Existing microservice resource scheduling approaches struggle to adapt to the dynamic evolution of runtime call graphs, often resulting in either resource wastage or violations of service-level objectives (SLOs). This work reveals, for the first time, the high concentration of invocation paths in large-scale production environments and introduces a joint optimization framework based on structural fingerprint decomposition and pattern-aware modeling. By identifying stable backbones and deviating subgraphs within call graphs through structural fingerprints, and integrating invocation pattern clustering to predict workload distributions, the proposed method constructs a global resource allocation model that satisfies end-to-end tail-latency SLOs. Evaluated on the TrainTicket benchmark, the approach reduces CPU consumption by 35–38% compared to state-of-the-art baselines while maintaining a 98.8% SLO compliance rate.

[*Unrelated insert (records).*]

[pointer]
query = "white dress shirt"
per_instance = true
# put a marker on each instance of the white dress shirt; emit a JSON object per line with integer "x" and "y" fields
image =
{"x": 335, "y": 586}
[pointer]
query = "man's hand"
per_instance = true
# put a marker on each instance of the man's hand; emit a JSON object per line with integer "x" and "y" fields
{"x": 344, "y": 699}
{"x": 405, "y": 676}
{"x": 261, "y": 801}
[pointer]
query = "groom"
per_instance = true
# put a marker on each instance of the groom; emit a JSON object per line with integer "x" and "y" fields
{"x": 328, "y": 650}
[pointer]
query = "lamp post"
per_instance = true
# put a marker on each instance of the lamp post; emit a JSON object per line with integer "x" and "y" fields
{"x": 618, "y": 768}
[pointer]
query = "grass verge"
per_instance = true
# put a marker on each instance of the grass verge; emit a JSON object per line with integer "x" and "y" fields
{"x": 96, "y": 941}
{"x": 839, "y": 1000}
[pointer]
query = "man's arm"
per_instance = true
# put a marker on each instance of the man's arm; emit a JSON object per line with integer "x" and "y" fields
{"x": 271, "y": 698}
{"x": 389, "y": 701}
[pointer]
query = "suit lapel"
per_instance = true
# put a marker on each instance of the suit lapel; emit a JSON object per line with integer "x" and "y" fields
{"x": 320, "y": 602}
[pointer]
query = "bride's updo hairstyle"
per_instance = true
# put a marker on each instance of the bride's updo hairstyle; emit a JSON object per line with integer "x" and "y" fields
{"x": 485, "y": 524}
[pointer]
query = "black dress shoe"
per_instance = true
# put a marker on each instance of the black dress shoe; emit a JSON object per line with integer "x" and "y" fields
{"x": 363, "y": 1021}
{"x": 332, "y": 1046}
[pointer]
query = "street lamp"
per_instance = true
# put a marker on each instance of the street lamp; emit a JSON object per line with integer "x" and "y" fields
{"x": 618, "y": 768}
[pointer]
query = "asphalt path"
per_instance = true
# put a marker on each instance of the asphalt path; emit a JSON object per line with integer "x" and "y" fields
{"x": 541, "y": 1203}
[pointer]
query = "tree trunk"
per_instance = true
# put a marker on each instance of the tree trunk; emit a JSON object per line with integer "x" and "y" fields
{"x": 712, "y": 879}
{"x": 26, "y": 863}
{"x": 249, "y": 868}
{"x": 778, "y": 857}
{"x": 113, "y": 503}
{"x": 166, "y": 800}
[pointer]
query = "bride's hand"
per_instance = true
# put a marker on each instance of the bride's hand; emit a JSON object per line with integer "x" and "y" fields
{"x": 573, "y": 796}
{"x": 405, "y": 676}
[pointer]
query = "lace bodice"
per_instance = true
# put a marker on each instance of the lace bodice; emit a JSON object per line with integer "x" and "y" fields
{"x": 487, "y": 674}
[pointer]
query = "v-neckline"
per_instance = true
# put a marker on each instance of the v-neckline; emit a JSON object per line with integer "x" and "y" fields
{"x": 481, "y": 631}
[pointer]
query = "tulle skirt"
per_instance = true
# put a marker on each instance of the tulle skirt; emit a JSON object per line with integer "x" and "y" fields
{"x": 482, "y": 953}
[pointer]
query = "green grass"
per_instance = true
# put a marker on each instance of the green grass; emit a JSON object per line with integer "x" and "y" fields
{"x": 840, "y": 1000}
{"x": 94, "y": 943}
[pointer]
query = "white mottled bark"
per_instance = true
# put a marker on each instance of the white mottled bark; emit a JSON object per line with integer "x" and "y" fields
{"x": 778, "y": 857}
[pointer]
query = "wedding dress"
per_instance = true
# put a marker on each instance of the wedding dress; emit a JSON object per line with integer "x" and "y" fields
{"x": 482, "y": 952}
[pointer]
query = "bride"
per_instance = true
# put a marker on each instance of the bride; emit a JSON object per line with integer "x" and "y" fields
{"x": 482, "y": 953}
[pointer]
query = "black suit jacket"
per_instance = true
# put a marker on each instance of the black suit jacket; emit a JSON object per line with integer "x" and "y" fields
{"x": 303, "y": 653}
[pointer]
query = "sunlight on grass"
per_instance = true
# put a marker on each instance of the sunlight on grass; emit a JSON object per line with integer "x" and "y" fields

Modern microservice systems exhibit continuous structural evolution in their runtime call graphs due to workload fluctuations, fault responses, and deployment activities. Despite this complexity, our analysis of over 500,000 production traces from ByteDance reveals a latent regularity: execution paths concentrate around a small set of recurring invocation patterns. However, existing resource management approaches fail to exploit this structure. Industrial autoscalers like Kubernetes HPA ignore inter-service dependencies, while recent academic methods often assume static topologies, rendering them ineffective under dynamic execution contexts. In this work, we propose Morphis, a dependency-aware provisioning framework that unifies pattern-aware trace analysis with global optimization. It introduces structural fingerprinting that decomposes traces into a stable execution backbone and interpretable deviation subgraphs. Then, resource allocation is formulated as a constrained optimization problem over predicted pattern distributions, jointly minimizing aggregate CPU usage while satisfying end-to-end tail-latency SLOs. Our extensive evaluations on the TrainTicket benchmark demonstrate that Morphis reduces CPU consumption by 35-38% compared to state-of-the-art baselines while maintaining 98.8% SLO compliance.